La unión de cangrelor al receptor P2Y12 acoplado a Gi impide la acción del ADP y, por tanto, impide la liberación de las subunidades αi y βγ de la proteína Gi y, en consecuencia, evita la estabilización de la agregación plaquetaria impidiendo la cadena de fenómenos mencionados.

Según se ha demostrado por distintas técnicas (por ejemplo, agregometría, citometría de flujo, etc.), cangrelor inhibe de forma dosis-dependiente la activación y la agregación plaquetaria in vitro y en varias especies de mamíferos, como rata o perro, además de en el ser humano. Administrado por vía intravenosa, el inicio de la inhibición de P2Y12 se produce con rapidez (en aproximadamente 2 minutos), el efecto farmacológico se mantiene durante toda la perfusión y la función plaquetaria vuelve a valores normales en el plazo de una hora tras finalizar la misma (la vida media del fármaco es de 3,5 a 6 min en sujetos sanos). Medidas ex vivo apuntaron a una inhibición de más del 80% de la respuesta de las plaquetas a ADP a dosis ≥0,5 μg/kg/min.
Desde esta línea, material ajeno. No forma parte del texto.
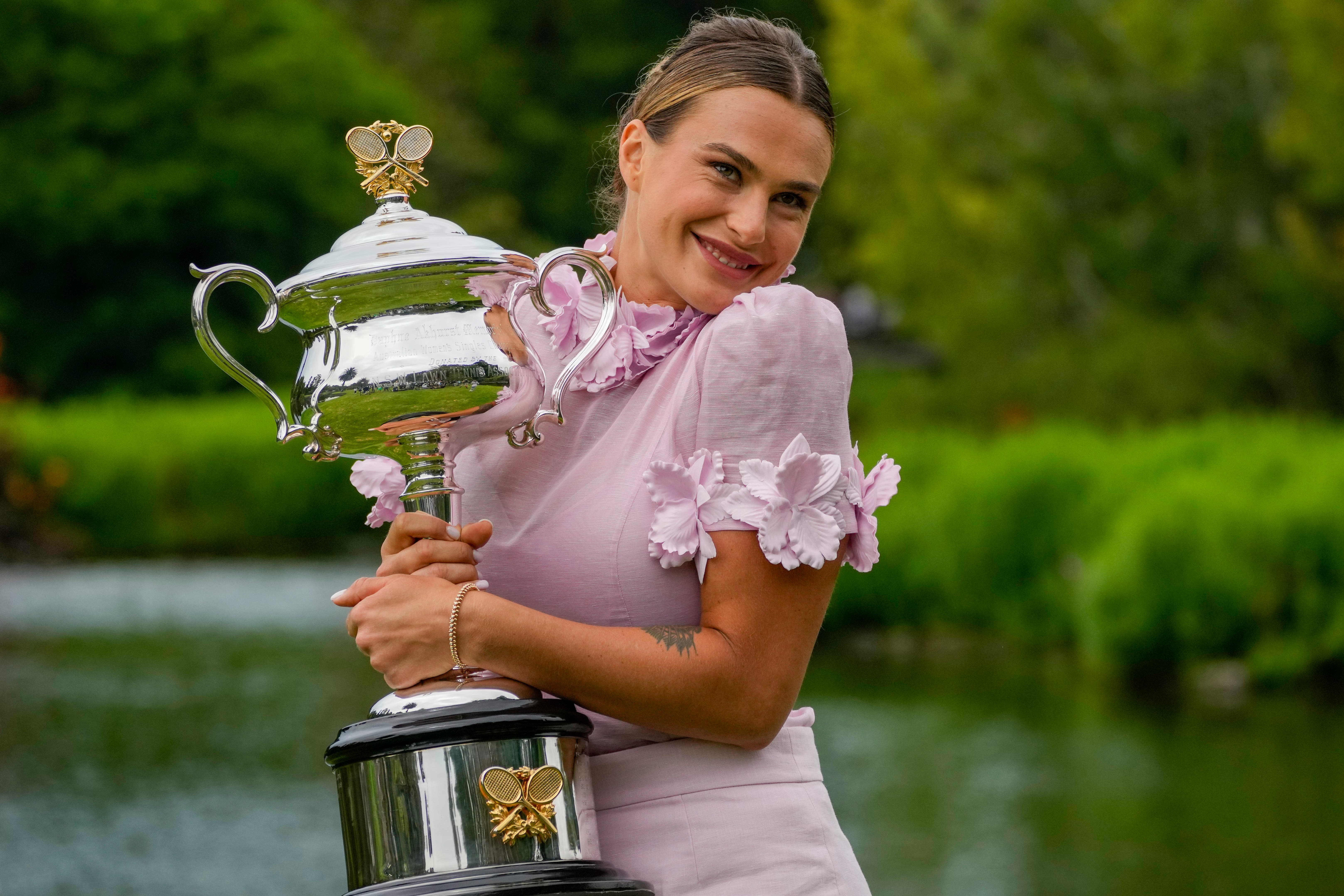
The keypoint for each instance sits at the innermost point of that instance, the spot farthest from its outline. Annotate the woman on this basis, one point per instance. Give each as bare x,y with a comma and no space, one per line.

No se han identificado metabolitos de cangrelor con actividad antiplaquetaria.

La ausencia de necesidad de conversión metabólica previa a ejercer su acción, así como la reversibilidad de la inhibición de P2Y12 diferencia a cangrelor de los inhibidores de tipo tienopiridinas –clopidogrel y prasugrel–, que interaccionan covalentemente con el receptor y cuyo efecto se mantiene durante un periodo más prolongado. Con respecto a ticagrelor, se diferencia en un menor tiempo para alcanzar el estado estacionario de inhibición de P2Y12 y para restaurarse completamente la respuesta de las plaquetas al ADP tras cesar el tratamiento (EMA, 2015).

Aspectos moleculares

Cangrelor (Figura 1) es un análogo de adenosina difosfato (ADP), esto es, un nucleótidomimético, de tipo no-tienopiridínico. Su nombre químico es ácido dicloro(((((2R,3R,4S,5R)-3,4-dihidroxi-2-(6-(2-(metiltio)etilamino)-2-(3,3,3-trifluoropropiltio)-purin-9-il)tetrahidrofuran-5-il)metoxi)(hidroxi)fosforiloxi) (hidroxi)fosforil) metilfosfórico. Presenta una fórmula molecular de C17H25Cl2F3N5O12P3S2 y su peso molecular es de 776,36 g/mol.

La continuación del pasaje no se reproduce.